The unemployment lines run through history like a pair of train tracks. Since the 1940s, the jobless rate for blacks in America has held remarkably, if grimly, steady at twice the rate for whites. The question of why has vexed and divided economists, historians, and sociologists for nearly as long.

Here’s what the gap looks like from 1950 to 2005:

source

Kroll’s view is that the gap persists because of two major factors: high incarceration rates for black men and continuing racial discrimination. The findings of recent experimentsby sociologist Devah Pager and others

proved a powerful antidote to the growing notion, mostly in conservative circles, that discrimination was an illusion and racism long eradicated. In The Content of Our Character (1991), Shelby Steele argued that racial discrimination no longer held black men or women back from the jobs they wanted; the problem was in their heads. Dinesh D’Souza, a first-generation immigrant of Indian descent, published The End of Racism in 1995, similarly claiming racial discrimination had little to do with the plight of black America.

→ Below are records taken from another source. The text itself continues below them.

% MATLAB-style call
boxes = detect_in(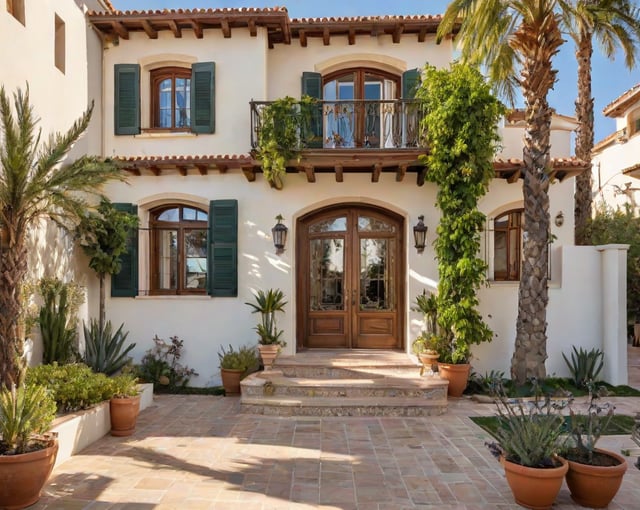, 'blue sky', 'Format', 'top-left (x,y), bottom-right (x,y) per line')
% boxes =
(111, 0), (640, 142)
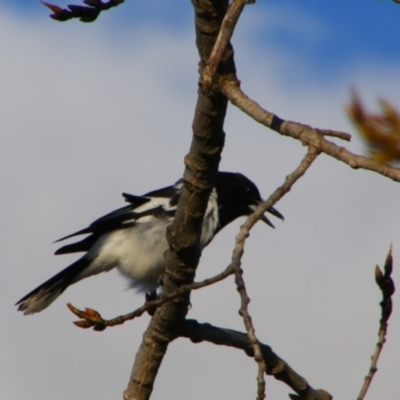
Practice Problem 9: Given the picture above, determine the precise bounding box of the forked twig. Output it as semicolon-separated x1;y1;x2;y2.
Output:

Not so, insist Pager, Darity, Harvard’s Bruce Western, and other academics using real data with an unavoidable message: racism is alive and well. It leads to endemic, deeply embedded patterns of discrimination whose harmful impact has barely changed in 60 years. And it cannot be ignored. As the old African-American adage puts it, “You’ve got to work twice as hard to get half as far as a black person in white America.”

Notwithstanding Obama’s election, racism persists in America. And we can’t say there’s a real economic recovery until the jobs crisis—the overall jobs crisis and the racial jobs crisis—are solved.